Seo Kyoung Yul, Yang Hun, Kim Wook Kyum, Nam Sang Min
Department of Ophthalmology, Institute of Vision Research, Eye and Ear Hospital, Severance Hospital, Yonsei University College of Medicine, Seoul, Korea.
SU Yonsei Eye Clinic, Seoul, Korea.
PLoS One. 2017 Apr 12;12(4):e0175268. doi: 10.1371/journal.pone.0175268. eCollection 2017.
To calculate actual corneal astigmatism using the total corneal refractive astigmatism for the 4-mm apex zone of the Pentacam (TCRP4astig) and keratometric astigmatism (Kastig) before and after photorefractive keratectomy or laser in situ keratomileusis.
Uncomplicated 56 eyes after more than 6 months from the surgery were recruited by chart review. Various corneal astigmatisms were measured using the Pentacam and autokeratometer before and after surgery. Three eyes were excluded and 53 eyes of 38 subjects with with-the-rule astigmatism (WTR) were finally included. The astigmatisms were investigated using polar value analysis. When TCRP4astig was set as an actual astigmatism, the efficacy of arithmetic or coefficient adjustment of Kastig was evaluated using bivariate analysis.

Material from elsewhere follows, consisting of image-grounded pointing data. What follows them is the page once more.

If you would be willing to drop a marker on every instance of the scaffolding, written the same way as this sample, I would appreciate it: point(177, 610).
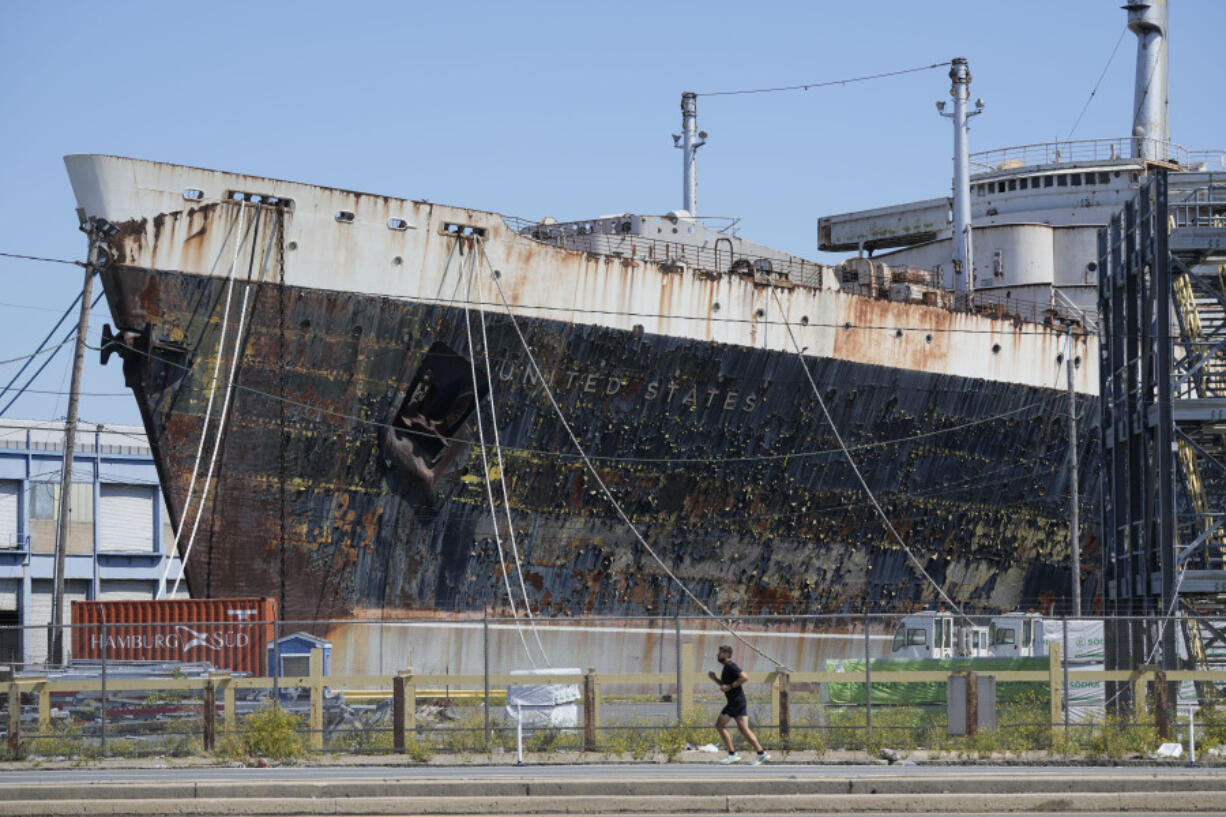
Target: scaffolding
point(1162, 385)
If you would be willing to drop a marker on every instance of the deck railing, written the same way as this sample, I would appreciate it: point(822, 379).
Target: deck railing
point(1094, 150)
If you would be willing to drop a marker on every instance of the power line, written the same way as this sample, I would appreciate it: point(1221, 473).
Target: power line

The difference between the simulated keratometer astigmatism of the Pentacam (SimKastig) and Kastig was strongly correlated with the difference between TCRP4astig and Kastig. TCRP4astig was different from Kastig in magnitude rather than meridian before and after surgery; the preoperative difference was due to the posterior cornea only; however, the postoperative difference was observed in both anterior and posterior parts. For arithmetic adjustment, 0.28 D and 0.27 D were subtracted from the preoperative and postoperative magnitudes of Kastig, respectively. For coefficient adjustment, the preoperative and postoperative magnitudes of Kastig were multiplied by 0.80 and 0.66, respectively. By arithmetic or coefficient adjustment, the difference between TCRP4astig and adjusted Kastig would be less than 0.75 D in magnitude for 95% of cases.

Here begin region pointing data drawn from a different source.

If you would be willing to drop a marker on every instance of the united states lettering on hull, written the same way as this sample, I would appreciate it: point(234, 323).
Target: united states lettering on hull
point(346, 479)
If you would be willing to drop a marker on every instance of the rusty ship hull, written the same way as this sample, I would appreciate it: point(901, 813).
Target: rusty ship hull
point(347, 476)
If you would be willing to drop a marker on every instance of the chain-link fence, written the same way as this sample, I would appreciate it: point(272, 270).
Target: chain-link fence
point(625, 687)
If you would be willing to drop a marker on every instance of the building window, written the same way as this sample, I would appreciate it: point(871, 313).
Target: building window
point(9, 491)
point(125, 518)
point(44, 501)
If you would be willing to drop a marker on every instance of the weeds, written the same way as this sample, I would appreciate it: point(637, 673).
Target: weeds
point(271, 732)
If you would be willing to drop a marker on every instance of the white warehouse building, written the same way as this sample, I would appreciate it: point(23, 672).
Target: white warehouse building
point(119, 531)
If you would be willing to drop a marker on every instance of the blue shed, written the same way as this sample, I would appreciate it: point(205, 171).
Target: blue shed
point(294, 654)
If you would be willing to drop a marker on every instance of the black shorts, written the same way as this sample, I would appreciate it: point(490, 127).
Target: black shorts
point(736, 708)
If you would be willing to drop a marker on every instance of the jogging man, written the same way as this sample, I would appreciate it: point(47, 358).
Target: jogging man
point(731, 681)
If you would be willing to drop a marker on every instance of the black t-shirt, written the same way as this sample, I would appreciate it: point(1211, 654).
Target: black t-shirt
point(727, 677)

Kastig was successfully adjusted to TCPR4astig before and after myopic keratorefractive surgery in cases of WTR. For use of TCRP4astig directly, SimKastig and Kastig should be matched.
使用Pentacam眼前节分析系统测量的4mm角膜顶点区域总角膜屈光性散光(TCRP4astig)和角膜曲率计测量的散光(Kastig),计算准分子激光角膜切削术或准分子原位角膜磨镶术后的实际角膜散光。
通过查阅病历招募了术后6个月以上的56例无并发症的眼睛。手术前后使用Pentacam眼前节分析系统和自动角膜曲率计测量各种角膜散光。排除3只眼,最终纳入38例顺规散光(WTR)受试者的53只眼。使用极坐标值分析研究散光情况。将TCRP4astig设定为实际散光时,使用双变量分析评估Kastig的算术或系数调整的效果。
Pentacam眼前节分析系统模拟角膜曲率计散光(SimKastig)与Kastig之间的差异与TCRP4astig和Kastig之间的差异密切相关。手术前后TCRP4astig与Kastig在大小而非子午线上存在差异;术前差异仅归因于后角膜;然而,术后差异在前部和后部均有观察到。对于算术调整,分别从Kastig的术前和术后大小中减去0.28D和0.27D。对于系数调整,Kastig的术前和术后大小分别乘以0.80和0.66。通过算术或系数调整,在95%的病例中,TCRP4astig与调整后的Kastig之间的差异在大小上小于0.75D。
在WTR病例的近视角膜屈光手术后,Kastig成功调整为TCPR4astig。对于直接使用TCRP4astig,SimKastig和Kastig应匹配。